The Children's Mutual
- Company type: Fraternal benefit society
- Industry: Family savings and insurance
- Founded: 1881; 145 years ago
- Headquarters: Bromley, United Kingdom
- Key people: Euan Allison, Chief Executive Officer

= The Children's Mutual =

The Children's Mutual is a United Kingdom-based financial savings and insurance provider aimed at children. It is the trading name of the Forester Fund Management Limited, part of Forester Life Ltd, which is owned by the Foresters Financial a mutual organisation.

Previously, The Children's Mutual was a trading name of the Tunbridge Wells Equitable Friendly Society Limited, a mutual organisation, until the Society's business was transferred to Forester Life Ltd in April 2013.

==History==
The organisation behind The Children's Mutual brand has a long history.

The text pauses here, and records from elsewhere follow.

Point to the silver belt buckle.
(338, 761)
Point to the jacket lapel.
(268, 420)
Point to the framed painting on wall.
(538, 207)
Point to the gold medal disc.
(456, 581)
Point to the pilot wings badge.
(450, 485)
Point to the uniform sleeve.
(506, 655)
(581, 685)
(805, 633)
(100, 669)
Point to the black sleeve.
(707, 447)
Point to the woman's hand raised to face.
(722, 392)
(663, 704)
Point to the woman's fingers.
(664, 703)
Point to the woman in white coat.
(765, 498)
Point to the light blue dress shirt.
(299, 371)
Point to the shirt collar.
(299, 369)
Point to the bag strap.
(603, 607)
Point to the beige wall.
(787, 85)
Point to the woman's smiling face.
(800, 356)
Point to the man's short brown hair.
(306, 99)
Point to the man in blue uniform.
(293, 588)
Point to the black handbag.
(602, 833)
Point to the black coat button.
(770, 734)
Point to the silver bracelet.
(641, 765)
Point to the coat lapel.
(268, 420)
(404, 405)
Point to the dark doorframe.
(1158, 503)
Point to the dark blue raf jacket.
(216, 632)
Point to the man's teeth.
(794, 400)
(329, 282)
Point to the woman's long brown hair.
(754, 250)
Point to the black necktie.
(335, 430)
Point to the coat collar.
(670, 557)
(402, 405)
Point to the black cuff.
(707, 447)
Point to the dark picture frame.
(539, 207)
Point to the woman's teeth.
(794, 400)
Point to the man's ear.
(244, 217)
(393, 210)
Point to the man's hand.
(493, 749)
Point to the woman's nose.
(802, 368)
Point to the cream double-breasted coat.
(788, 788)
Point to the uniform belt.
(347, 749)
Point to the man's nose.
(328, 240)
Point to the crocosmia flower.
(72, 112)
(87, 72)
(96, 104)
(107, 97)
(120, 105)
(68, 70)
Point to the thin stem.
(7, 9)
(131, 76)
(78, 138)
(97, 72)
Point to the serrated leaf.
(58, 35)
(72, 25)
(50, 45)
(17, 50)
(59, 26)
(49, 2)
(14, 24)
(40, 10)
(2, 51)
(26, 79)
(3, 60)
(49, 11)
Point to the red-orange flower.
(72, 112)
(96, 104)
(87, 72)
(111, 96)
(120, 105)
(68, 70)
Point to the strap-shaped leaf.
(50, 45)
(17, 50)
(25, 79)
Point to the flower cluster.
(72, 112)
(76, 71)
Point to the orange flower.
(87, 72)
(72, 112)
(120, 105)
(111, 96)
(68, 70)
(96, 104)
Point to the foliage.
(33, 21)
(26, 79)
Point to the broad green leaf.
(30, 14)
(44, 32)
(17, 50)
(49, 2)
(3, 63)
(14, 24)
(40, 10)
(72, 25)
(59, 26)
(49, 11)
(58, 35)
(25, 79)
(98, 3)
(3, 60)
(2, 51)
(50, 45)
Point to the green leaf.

Established in 1881, what later became the Tunbridge Wells Equitable Friendly Society (TWEFS), was formed to provide a scheme for working people to help protect them against loss of income during illness and build up a lump sum for their old age.

When the National Insurance Bill was launched in 1911, The company were one of the friendly societies chosen to help the Government administer the new state scheme.

Over time, The Company expanded into other areas of financial services, especially long-term savings for children, which increasingly became their specialism. In 2003 TWEFS re-launched as The Children's Mutual to recognise this specialist positioning and to prepare for the launch of the Government's new Child Trust Fund (CTF) scheme.

In April 2013, The Children's Mutual and The Tunbridge Wells Equitable Friendly Society transferred their engagements to Forester Life, following a member vote at the Special General Meeting in February.

==Operations==
The company's provides a range of products focused on providing share-based stakeholder and non-stakeholder Child Trust Fund (CTF) accounts. In addition the Company offer a Shariah stakeholder Child Trust Fund which recognises that a significant number of Muslim parents want to be able to access the advantages of the scheme in a way that complies with their faith. The Children's Mutual also provides the Growing Up Bond, a share-based investment plan. In 2008, the company was the recipient of Best Child Trust Fund provider for 2006, 2007 and 2008 from Investment Life & Pensions Moneyfacts Awards. In the 2006 Financial Adviser Service Awards, The Children's Mutual won a 4 Star Award in the Life and Pension Provider Category.

The company acted as partner for a range of well known financial services and child-orientated brands in providing Child Trust Funds, such as Boots, Asda, Mothercare and Lloyds Bank. The total number of members and other customers that The Company serves more than doubled from 330,000 to well over 700,000 between 2006 and 2007, with funds under management increased from around £600 million to nearly £1 billion.

In 2007 it was estimated that one in five new CTF accounts actively opened by parents was placed with The Children's Mutual.